Wadi Rum has all the natural attributes to be one of the greatest climbing areas on earth; unfortunately, after my two visits, I found it a hard place to recommend. Two types of frustrating dogma blight the place. One is more understandable, as it is a product of the region: the locals' adherence to strict Sunni Islamic practise. In particular, the absolute invisibility and economic non-participation of women. To a secular western mind that is wrong in all kinds of ways but specifically viewed through the tourism lens, leads to public places (the "Rest House", other eateries and accommodation) being almost literally shit-holes. Sanitation and food hygiene are poor as men there seem too proud to clean up (*). Northern Jordan, where the population is more culturally-heterogeneous and women much more visible, has a very different character.

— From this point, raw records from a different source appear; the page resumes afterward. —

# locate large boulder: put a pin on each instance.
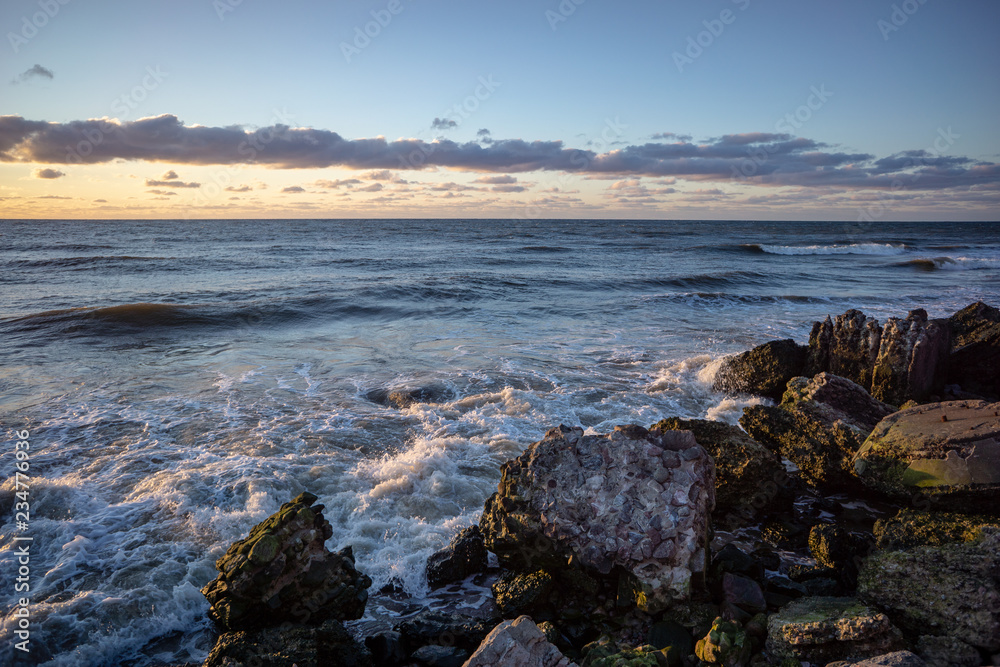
(517, 643)
(764, 370)
(749, 477)
(632, 499)
(464, 555)
(911, 358)
(949, 590)
(974, 358)
(947, 453)
(291, 646)
(827, 629)
(282, 572)
(846, 346)
(819, 426)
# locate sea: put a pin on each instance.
(179, 380)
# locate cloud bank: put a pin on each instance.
(757, 158)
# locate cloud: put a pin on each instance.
(496, 180)
(49, 173)
(170, 180)
(33, 72)
(754, 158)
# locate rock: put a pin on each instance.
(895, 659)
(950, 590)
(517, 643)
(847, 347)
(911, 358)
(518, 592)
(386, 647)
(749, 478)
(725, 644)
(743, 592)
(404, 396)
(974, 358)
(827, 629)
(764, 370)
(465, 555)
(947, 652)
(631, 499)
(912, 528)
(282, 572)
(840, 549)
(830, 398)
(948, 453)
(433, 655)
(301, 646)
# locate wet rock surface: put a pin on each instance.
(282, 572)
(631, 499)
(948, 452)
(950, 590)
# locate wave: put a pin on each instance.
(951, 263)
(883, 249)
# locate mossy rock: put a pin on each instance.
(913, 528)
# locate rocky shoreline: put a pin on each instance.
(855, 521)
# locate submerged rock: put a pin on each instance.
(299, 646)
(951, 590)
(974, 358)
(632, 499)
(518, 643)
(826, 629)
(749, 478)
(947, 452)
(282, 572)
(465, 555)
(764, 370)
(912, 528)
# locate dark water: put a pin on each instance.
(180, 380)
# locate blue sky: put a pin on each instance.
(862, 81)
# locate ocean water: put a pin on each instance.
(182, 379)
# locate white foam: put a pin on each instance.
(848, 249)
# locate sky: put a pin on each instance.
(705, 109)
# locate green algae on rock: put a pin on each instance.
(282, 572)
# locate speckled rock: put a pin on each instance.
(912, 528)
(517, 643)
(949, 590)
(465, 555)
(946, 452)
(764, 370)
(826, 629)
(749, 478)
(295, 645)
(282, 572)
(726, 645)
(632, 499)
(947, 652)
(974, 358)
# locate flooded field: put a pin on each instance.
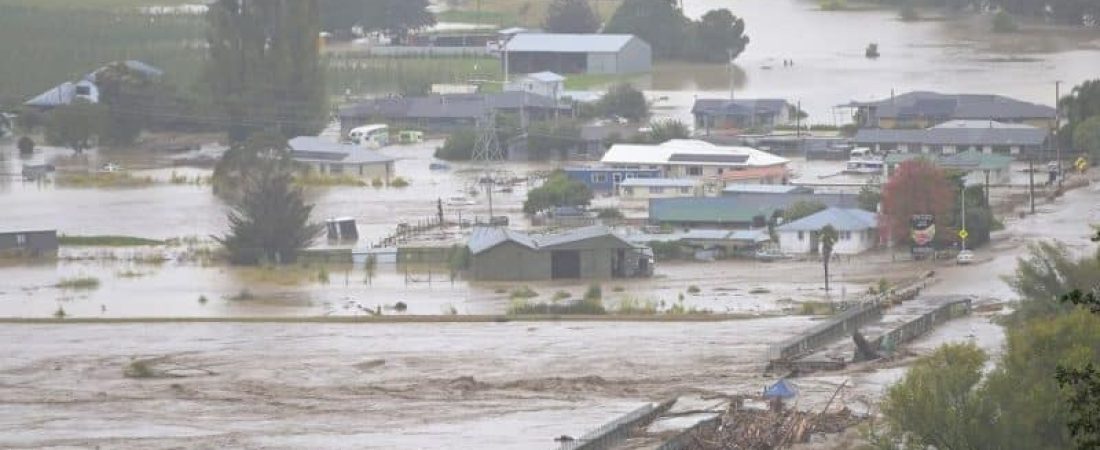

The other dogma is, regrettably, a British export: an antipathy to bolts in a serious multi-pitch environment that needs them. The first climbers to visit Jordan were 1970s era Brits who indoctrinated the locals that drilled protection was haram.  This is one issue in ascent - a need to step up the boldness and climb within limits - but another in descent where long rappel routes necessarily follow chossy lines of natural flake/ thread anchors where ropes are routinely hard to retrieve. In recent years more pragmatic European and other international climbers have begun establishing routes there and using bolts more freely, but what the place really needs is the funding and will to retro-bolt and/or re-route lines on the old classics.

Extraordinary sand creation found in the desert, unknown artist!

* Apparently Wadi Rum Desert is an exception to this generalisation and offers a good service to climbers. I believe this business appeared after my last visit.